When I wrote The Monster’s daughter (and its sequels) many moons ago in Japan, my entire “outline” was as follows:
Girl has vampire dad.

Plot? Nope. Character sketches? Nope. Character names? You guessed it: Nope.

In contrast, I had a plan for the YA urban fantasy novel I’m writing now. I wrote it down, tweaked it, thought on it, tweaked it some more and started writing.

The first thousand or so words totally cooperated with my outline. Everything was I envisioned it. After that, however, things started breaking down. My characters almost immediately began clawing and gnawing their way out of the boxes I’d neatly fit them into, so that by 5,000 words, I found myself frustrated by their orneriness. Newsflash, characters: I’m writing the story. Not you!

One of the things especially frustrating to me was how quickly the perspective I’d envisioned fell away. The way things were shaping up at 5,000 words left me feeling like I was being unfair to one of the key players in the story. So I asked my buddy Mack, am I being unfair? And, furthermore, how the heck do I fix this?

She replied with a complex, brilliant assessment, which included two core points:
(1) Roughly, “Keep writing, silly, because you’ll never get this sorted out if you sit around agonizing over it!”
(2) Exactly, “I think it’s because you said merpeople that I’m thinking in these particular terms, but the best example I can think of is the film of HELLBOY, which I’m sure you’ve seen. The story’s about Hellboy, we see the world through the lens of his experience, and it doesn’t diminish the fish-dude any (okay, it’s maybe diminishing that I don’t remember his name) that he doesn’t get equal screen time. Because if he did, it would be boring. It would be like, ‘And Hellboy could’ve DIED, srsly! And then that fish-guy sat around and read a book. And then Hellboy jumped off a building and had emo lovelorn angst! And the fish-guy said something funny. For an equal amount of time.'”

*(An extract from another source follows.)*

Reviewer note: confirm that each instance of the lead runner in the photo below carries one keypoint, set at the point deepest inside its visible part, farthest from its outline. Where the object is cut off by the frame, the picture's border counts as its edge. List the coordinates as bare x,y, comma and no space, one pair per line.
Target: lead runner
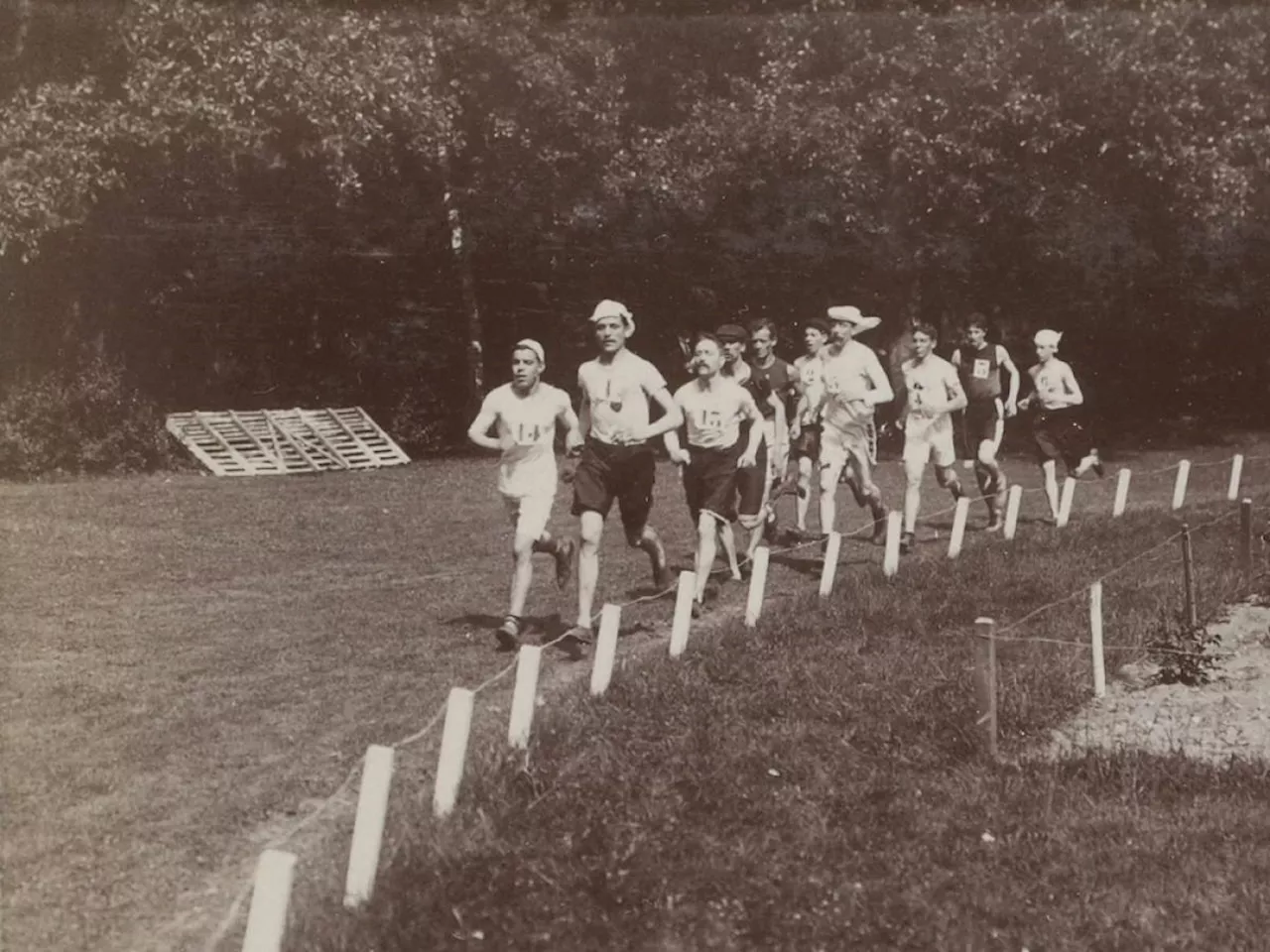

Mack, Mack, Mack, where would I ever be without you?

In addition to answering the specific question in a way that made me laugh and move on, her response enabled me to see the question wasn’t just about perspective. It’s about control. It’s about me deciding I want things to go one way and forcing them to go that way, even if–with very good reason–they don’t want to.

Getting around this mental hurdle took likening it to my work life. In the IT world, a project manager addresses a specific problem by identifying its components and finding, then implementing, a solution that corrects that problem. Even with copious planning at the front end, that project manager is going to find new facts along the way that will change how she has to implement her solution to a problem. (Often this will come from one of the project’s resources going, “Wait, what? No, what we needed is x.03, not x.031! It’s right here in this email . . . oh, um, I meant to include in the email, anyway!” Pretty please see here for a giggle-inspiring, totally accurate visual about project management.) She still has a mostly viable sketch of her solution’s implementation. The solution itself remains mostly unchanged though the path to reach it now includes a few hurdles and at least one pit of rattlesnakes that must be safely passed over to reach the project’s successful conclusion.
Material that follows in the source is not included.